Redact raw text
To redact sensitive information from a text string, pass the string to the redact method:
from tonic_textual.redact_api import TextualNer
textual = TextualNer()
raw_redaction = textual.redact("My name is John, and today I am demoing Textual, a software product created by Tonic")
print(raw_redaction.describe())
This produces the following output:
My name is [NAME_GIVEN_HI1h7], and [DATE_TIME_4hKfrH] I am demoing Textual, a software product created by [ORGANIZATION_P5XLAH]
{
"start": 11,
"end": 15,
"new_start": 11,
"new_end": 29,
"label": "NAME_GIVEN",
"text": "John",
"score": 0.9,
"language": "en",
"new_text": "[NAME_GIVEN_HI1h7]"
}
{
"start": 21,
"end": 26,
"new_start": 35,
"new_end": 53,
"label": "DATE_TIME",
"text": "today",
"score": 0.9,
"language": "en",
"new_text": "[DATE_TIME_4hKfrH]"
}
{
"start": 79,
"end": 84,
"new_start": 106,
"new_end": 127,
"label": "ORGANIZATION",
"text": "Tonic",
"score": 0.9,
"language": "en",
"new_text": "[ORGANIZATION_P5XLAH]"
}
You can also record redact calls, so that you can view and analyze results in the Textual application. To learn more, read Recording API requests
Bulk redact raw text
In the same way that you use the redact method to redact strings, you can use the redact_bulk method to redact many strings at the same time.

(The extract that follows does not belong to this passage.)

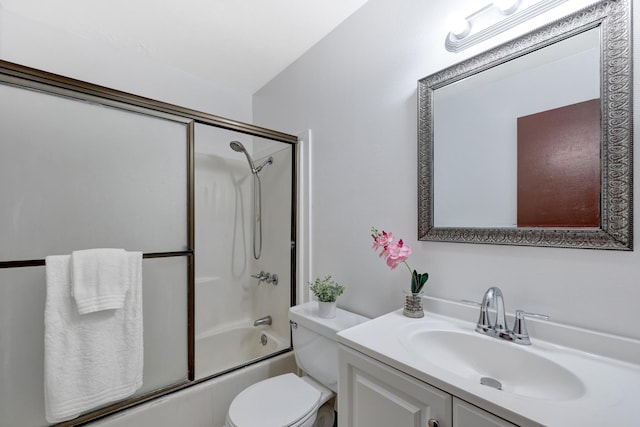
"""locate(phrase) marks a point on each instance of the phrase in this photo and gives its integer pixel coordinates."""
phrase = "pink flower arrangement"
(396, 253)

Each string is redacted individually. Each string is fed into our model independently and cannot affect other strings.
To redact sensitive information from a list of text strings, pass the list to the redact_bulk method:
from tonic_textual.redact_api import TextualNer
textual = TextualNer()
raw_redaction = textual.redact_bulk(["Tonic was founded in 2018", "John Smith is a person"])
print(raw_redaction.describe())
This produces the following output:
[ORGANIZATION_5Ve7OH] was founded in [DATE_TIME_DnuC1]
{
"start": 0,
"end": 5,
"new_start": 0,
"new_end": 21,
"label": "ORGANIZATION",
"text": "Tonic",
"score": 0.9,
"language": "en",
"new_text": "[ORGANIZATION_5Ve7OH]"
}
{
"start": 21,
"end": 25,
"new_start": 37,
"new_end": 54,
"label": "DATE_TIME",
"text": "2018",
"score": 0.9,
"language": "en",
"new_text": "[DATE_TIME_DnuC1]"
}
[NAME_GIVEN_dySb5] [NAME_FAMILY_7w4Db3] is a person
{
"start": 0,
"end": 4,
"new_start": 0,
"new_end": 18,
"label": "NAME_GIVEN",
"text": "John",
"score": 0.9,
"language": "en",
"new_text": "[NAME_GIVEN_dySb5]"
}
{
"start": 5,
"end": 10,
"new_start": 19,
"new_end": 39,
"label": "NAME_FAMILY",
"text": "Smith",
"score": 0.9,
"language": "en",
"new_text": "[NAME_FAMILY_7w4Db3]"
}
Redact JSON data
To redact sensitive information from a JSON string or Python dict, pass the object to the redact_json method:
from tonic_textual.redact_api import TextualNer
import json
textual = TextualNer()
d=dict()
d['person']={'first':'John','last':'OReilly'}
d['address']={'city': 'Memphis', 'state':'TN', 'street': '847 Rocky Top', 'zip':1234}
d['description'] = 'John is a man that lives in Memphis. He is 37 years old and is married to Cynthia'
json_redaction = textual.redact_json(d, {"LOCATION_ZIP":"Synthesis"})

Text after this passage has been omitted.